As my aunt lie in the teal coffin with gold seashell adornment, I was struck by the fact that she looked nothing like herself.  But we know that the flesh we wear on this earth is temporary anyway.  For now, she has entered into her rest.

So when this corruptible shall have put on incorruption, and this mortal shall have put on immortality, then shall be brought to pass the saying that is written, Death is swallowed up in victory.  O death, where is thy sting? O grave, where is thy victory?  The sting of death is sin; and the strength of sin is the law.  But thanks be to God, which giveth us the victory through our Lord Jesus Christ.  Therefore, my beloved brethren, be ye stedfast, unmoveable, always abounding in the work of the Lord, forasmuch as ye know that your labour is not in vain in the Lord.”  ~ I Corinthians 15

The small Methodist church was packed with friends and family to say good-bye one last time this side of glory.  She would’ve been so glad to see such a nice gathering and so many beautiful floral arrangements.  Some had a ribbon across with the word – “Mother” or “Grandmother”, one was a floral arrangement of an open Bible with “Psalm 23” on a ribbon.  Clearly, she meant a great deal to many.

The minister shared a number of Scriptures and words of comfort, a great solace to all of us, in a quiet cadence.  We sang two hymns.  One, I must admit, I’d never heard of before – “Lord, Build Me a Cabin in Glory” and “I’ll Fly Away”.  I held it together through most of the funeral service, but when the organist played “Amazing Grace” at the end as we were leaving, I thought I would come undone.

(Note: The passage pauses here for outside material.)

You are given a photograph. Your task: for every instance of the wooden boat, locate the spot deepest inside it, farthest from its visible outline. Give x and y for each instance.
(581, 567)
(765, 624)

My sister and I rode with one of our cousins to the cemetery for the interment.  The minister’s remarks and prayer again were very peaceful and I so appreciated the Scriptures he read.  There’s nothing like the calm of the Word of God.  Friends extended their condolences to the immediate family and, slowly, most of the crowd dissipated.  My sister and I walked around to see if we spotted the floral arrangement our family sent when I really thought I’d lose it then!  The trappings and overlay of the casket, etc. were spread over top of part of my mother’s grave, but the part that struck me was the large stake that was holding up the green funeral canopy.  The large stake was directly over top of my mother’s grave and it just seemed disrespectful and a very upsetting visual.  Their graves are side by side in a family plot.  There was not much that could’ve been done to ease the situation, perhaps.  I’m sure not a lot of thought went into the placement of the stake, but it was incredibly difficult for me to see.

Another cousin handed my sister and I a red rose from the casket spray as a keepsake, which was very nice.  The casket spray was huge with red and white roses and greenery, just lovely.  My aunt lived on an island most of her life, thus the seashell embellishment on the teal casket.  Very fitting and beautiful.

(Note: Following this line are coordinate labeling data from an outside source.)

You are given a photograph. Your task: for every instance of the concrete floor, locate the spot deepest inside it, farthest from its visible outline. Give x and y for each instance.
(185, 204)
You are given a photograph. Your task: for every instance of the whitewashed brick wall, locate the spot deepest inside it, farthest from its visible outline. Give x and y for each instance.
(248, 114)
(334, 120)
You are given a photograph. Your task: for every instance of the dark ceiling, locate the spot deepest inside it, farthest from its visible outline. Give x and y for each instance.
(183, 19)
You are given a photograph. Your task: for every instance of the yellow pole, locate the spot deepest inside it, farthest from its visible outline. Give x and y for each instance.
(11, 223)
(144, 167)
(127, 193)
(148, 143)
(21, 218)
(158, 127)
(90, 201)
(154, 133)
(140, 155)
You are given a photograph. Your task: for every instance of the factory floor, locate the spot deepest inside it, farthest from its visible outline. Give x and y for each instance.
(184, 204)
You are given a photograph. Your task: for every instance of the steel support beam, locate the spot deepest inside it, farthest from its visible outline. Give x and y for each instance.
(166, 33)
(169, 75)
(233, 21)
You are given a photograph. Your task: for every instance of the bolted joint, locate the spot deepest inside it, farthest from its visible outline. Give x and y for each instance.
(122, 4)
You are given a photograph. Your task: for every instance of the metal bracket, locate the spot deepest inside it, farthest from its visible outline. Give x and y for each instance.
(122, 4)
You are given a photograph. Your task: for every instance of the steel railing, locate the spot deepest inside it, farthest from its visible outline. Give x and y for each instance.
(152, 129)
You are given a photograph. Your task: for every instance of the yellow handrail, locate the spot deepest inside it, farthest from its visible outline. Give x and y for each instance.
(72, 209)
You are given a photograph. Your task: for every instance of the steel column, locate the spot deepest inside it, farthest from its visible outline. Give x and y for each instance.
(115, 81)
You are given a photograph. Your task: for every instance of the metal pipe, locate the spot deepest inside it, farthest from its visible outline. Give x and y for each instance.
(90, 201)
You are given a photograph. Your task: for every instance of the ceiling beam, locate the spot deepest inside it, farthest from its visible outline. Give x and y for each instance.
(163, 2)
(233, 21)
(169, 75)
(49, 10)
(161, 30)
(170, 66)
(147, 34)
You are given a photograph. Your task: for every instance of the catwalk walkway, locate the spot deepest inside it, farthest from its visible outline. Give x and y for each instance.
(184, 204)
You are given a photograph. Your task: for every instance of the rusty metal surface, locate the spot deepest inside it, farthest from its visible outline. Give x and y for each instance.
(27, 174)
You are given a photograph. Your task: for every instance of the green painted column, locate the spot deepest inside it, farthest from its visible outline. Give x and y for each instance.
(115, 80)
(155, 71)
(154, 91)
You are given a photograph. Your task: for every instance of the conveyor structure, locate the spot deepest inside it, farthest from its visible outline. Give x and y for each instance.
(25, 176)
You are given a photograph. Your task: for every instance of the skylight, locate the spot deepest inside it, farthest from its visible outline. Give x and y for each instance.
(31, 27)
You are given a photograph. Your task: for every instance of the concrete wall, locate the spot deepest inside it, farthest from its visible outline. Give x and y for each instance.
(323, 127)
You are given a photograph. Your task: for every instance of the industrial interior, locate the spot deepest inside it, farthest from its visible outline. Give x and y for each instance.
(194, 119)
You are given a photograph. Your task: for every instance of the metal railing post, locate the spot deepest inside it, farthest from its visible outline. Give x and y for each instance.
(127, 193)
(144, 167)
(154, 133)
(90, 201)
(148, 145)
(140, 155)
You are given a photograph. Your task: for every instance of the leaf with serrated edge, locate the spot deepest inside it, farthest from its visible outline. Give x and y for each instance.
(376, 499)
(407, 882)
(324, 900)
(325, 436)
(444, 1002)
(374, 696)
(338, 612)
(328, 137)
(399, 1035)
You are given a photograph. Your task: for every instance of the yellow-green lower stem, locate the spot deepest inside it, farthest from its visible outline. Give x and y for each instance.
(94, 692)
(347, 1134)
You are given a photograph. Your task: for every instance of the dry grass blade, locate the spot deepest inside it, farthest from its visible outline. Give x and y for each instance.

Throughout the day, my sister and I had the opportunity to speak with a number of cousins and catch up a little with them.  Some we hadn’t seen for many years.  I always appreciate when some of our older cousins share old stories of our mother.  It’s nice that they not only have such fond memories of her, but care enough to share them with us as well.  Since my mother was the baby of her family, her nieces and nephews were somewhat close in age to her.

There’s nothing like family.  Cherish those around you, for life travels at the speed of light the older one gets, it seems.  We can mistakenly think things will always remain the same, and then we blink, and realize how much has changed.

Reach out to distant family members.  Hug those kids.  Tell everyone you love them.  That God loves them.  That’s the stuff life is made up of.

There’s enough negativity and junk this world offers up.  We can focus on that or we can set our sights on the things that truly matter.  Like the bumper sticker says, “The most important things in life aren’t things at all.”  True enough.  It’s all about people, people who God has placed in our lives as family or friends.  We tend to take so much for granted when nothing is guaranteed.

Hug a little tighter.  Laugh louder.  Dance in the street.  Call an old friend.

Life is all about the little things.  For, in the end, they’re really the BIG things.